Hi,
I have an ES stack running on AWS spot instances, so shard reallocation happens quite frequently.
Occasionally I receive the following error message and then the shard remains unassigned without further allocation attempts:
nested: RemoteTransportException[[ip-172-30-2-197.ec2.internal][172.30.2.197:9300][internal:index/shard/recovery/filesInfo]]; nested: CircuitBreakingException[[parent] Data too large, data for [<transport_request>] would be [32428797638/30.2gb], which is larger than the limit of [31621696716/29.4gb], real usage: [32428793232/30.2gb], new bytes reserved: [4406/4.3kb], usages [request=0/0b, fielddata=0/0b, in_flight_requests=4406/4.3kb, accounting=708708/692kb]]; ","allocation_status":"no_attempt"}}
- How can I avoid these errors?
- Do these errors take into account the number of allocation retries? Because I have set the max_retries to 20
Thanks!
Cluster info:
Version 7.7.1
9 data nodes
1 large index of 100 million docs (196 GB) - 21 shards (7 primary with 2 replicas)
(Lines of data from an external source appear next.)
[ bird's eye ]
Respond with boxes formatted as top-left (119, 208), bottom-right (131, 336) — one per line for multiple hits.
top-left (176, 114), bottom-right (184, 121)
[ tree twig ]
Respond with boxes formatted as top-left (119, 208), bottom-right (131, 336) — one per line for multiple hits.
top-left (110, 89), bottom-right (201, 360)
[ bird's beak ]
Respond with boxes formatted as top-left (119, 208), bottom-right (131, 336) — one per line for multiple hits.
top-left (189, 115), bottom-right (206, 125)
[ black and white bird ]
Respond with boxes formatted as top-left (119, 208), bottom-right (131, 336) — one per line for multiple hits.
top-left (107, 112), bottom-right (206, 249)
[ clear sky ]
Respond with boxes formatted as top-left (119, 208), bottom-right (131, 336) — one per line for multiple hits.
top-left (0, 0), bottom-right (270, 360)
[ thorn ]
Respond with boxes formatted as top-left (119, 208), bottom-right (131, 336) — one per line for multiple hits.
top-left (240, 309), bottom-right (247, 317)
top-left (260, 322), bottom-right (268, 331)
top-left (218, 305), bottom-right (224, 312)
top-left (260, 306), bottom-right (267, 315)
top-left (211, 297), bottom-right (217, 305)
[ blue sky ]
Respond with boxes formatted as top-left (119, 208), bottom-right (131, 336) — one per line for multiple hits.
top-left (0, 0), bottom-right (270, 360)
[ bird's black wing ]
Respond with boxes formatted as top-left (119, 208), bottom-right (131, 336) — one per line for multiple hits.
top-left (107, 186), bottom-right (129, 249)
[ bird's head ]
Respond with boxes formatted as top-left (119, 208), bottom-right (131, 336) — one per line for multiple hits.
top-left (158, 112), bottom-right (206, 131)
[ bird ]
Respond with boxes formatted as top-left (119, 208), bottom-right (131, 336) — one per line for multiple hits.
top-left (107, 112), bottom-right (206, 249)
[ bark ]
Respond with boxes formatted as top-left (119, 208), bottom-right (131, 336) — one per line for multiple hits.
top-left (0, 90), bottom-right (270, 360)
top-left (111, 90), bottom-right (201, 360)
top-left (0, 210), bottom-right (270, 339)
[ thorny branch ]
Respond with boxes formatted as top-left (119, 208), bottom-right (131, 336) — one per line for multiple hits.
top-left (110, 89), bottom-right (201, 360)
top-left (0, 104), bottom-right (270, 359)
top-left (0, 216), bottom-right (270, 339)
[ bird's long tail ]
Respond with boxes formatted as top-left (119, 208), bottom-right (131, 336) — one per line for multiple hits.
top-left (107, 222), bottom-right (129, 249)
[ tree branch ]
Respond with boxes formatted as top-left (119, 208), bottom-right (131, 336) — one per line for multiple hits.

The other indices are very small
JVM settings:
# Xms represents the initial size of total heap space
# Xmx represents the maximum size of total heap space
-Xms31g
-Xmx31g
################################################################
## Expert settings
################################################################
##
## All settings below this section are considered
## expert settings. Don't tamper with them unless
## you understand what you are doing
##
################################################################
## GC configuration
-XX:+UseConcMarkSweepGC
-XX:CMSInitiatingOccupancyFraction=75
-XX:+UseCMSInitiatingOccupancyOnly
## G1GC Configuration
# NOTE: G1GC is only supported on JDK version 10 or later.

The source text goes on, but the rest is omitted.